Improved security for IoT-based remote healthcare systems using deep learning with jellyfish search optimization algorithm.
Journal:
Scientific reports
PMID:
40246970
Abstract
With an increased chronic disease and an ageing population, remote health monitoring is a substantial method to enhance the care of patients and decrease healthcare expenses. The Internet of Things (IoT) presents a promising solution for remote health monitoring by collecting and analyzing vital data like body temperature, ECG, and heart rate, giving real-time insights to medical professionals. However, maintaining effectual monitoring in environments with bandwidth or energy constraints presents crucial threats. While machine analysis and human insight performance must be content, conveying extra data to gratify both would be evaded for efficient resource application. Therefore, this article proposes an Enhanced Security Mechanism for Human-Centered Systems using Deep Learning with Jellyfish Search Optimizer (ESHCS-DLJSO) approach for IoT healthcare applications. The projected ESHCS-DLJSO approach allows IoT devices in the healthcare field to securely convey medical data and early recognition of health problems in the human-machine interface. To achieve this, the ESHCS-DLJSO approach utilizes a min-max normalization technique to transform the input data into a more suitable format. The bacterial foraging optimization algorithm (BFOA) method is used for feature extraction.
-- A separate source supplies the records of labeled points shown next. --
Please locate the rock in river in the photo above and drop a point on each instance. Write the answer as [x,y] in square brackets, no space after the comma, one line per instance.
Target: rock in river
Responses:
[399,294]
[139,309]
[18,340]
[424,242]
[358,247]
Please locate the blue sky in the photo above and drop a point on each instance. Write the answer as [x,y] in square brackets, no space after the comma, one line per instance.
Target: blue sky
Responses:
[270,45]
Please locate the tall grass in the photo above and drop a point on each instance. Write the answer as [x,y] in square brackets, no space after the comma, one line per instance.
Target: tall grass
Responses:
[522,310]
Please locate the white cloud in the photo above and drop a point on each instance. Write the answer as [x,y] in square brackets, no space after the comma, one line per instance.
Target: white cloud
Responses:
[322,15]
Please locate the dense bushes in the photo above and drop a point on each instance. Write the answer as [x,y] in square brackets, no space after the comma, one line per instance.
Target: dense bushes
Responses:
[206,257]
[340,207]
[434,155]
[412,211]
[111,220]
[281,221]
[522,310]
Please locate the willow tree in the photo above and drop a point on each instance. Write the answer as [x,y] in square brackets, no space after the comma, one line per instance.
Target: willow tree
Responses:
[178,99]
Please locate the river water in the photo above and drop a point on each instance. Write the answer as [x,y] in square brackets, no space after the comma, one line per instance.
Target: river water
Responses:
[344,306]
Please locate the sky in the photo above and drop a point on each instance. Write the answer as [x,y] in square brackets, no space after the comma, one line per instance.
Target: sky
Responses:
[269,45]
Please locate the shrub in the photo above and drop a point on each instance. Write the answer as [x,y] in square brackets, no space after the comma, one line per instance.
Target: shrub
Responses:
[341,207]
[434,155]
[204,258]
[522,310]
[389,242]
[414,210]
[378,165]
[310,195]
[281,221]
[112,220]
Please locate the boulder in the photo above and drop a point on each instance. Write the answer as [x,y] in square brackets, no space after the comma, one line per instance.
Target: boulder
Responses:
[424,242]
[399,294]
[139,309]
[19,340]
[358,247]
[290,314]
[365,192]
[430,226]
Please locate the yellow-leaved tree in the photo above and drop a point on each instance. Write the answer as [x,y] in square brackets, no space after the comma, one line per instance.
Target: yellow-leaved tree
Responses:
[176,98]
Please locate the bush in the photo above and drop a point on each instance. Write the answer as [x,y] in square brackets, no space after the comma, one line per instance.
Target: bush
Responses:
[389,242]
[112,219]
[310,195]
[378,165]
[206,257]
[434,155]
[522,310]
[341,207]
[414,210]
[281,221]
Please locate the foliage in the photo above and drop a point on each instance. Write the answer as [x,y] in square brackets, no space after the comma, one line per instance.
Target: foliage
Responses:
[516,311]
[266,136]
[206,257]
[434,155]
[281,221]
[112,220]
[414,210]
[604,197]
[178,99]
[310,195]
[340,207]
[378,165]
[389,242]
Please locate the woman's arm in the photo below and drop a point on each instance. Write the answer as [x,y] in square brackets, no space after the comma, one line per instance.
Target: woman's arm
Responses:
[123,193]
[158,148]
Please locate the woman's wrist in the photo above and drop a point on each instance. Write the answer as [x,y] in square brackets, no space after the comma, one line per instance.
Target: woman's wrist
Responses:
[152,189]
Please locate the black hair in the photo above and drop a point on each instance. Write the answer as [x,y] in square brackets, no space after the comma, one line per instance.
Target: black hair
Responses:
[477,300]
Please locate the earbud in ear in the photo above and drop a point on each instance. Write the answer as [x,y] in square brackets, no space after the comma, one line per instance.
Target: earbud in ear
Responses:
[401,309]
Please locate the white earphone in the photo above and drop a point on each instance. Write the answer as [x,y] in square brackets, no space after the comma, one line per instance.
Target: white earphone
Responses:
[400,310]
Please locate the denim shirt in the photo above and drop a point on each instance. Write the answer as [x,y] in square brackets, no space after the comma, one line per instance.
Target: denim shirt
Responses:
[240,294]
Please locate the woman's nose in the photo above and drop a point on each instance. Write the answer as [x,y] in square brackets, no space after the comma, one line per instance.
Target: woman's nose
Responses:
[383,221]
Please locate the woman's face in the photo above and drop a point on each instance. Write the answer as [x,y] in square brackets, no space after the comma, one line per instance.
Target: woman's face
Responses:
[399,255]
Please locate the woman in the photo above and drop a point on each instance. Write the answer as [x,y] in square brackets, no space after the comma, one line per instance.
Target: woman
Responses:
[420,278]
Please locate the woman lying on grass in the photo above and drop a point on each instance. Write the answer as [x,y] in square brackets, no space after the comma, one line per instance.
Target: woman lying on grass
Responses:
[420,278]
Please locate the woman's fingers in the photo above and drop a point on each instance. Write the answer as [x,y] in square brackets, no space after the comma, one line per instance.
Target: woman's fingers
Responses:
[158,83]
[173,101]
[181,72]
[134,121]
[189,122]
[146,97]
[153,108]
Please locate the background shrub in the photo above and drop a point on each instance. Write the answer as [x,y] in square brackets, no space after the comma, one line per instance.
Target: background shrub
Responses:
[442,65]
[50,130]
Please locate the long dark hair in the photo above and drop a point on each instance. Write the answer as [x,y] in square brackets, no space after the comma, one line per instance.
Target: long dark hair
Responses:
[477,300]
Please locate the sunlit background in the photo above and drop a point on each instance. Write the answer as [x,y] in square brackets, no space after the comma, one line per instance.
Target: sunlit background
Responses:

Moreover, a convolutional neural network with long short-term memory (CNN-LSTM-Attention) technique is used for disease detection and classification. Finally, the ESHCS-DLJSO technique employs the jellyfish search optimizer (JSO) technique for hyperparameter tuning. The simulation of the ESHCS-DLJSO technique is examined on an IoT healthcare security dataset. The performance validation of the ESHCS-DLJSO technique portrayed a superior accuracy value of 99.43% over existing approaches.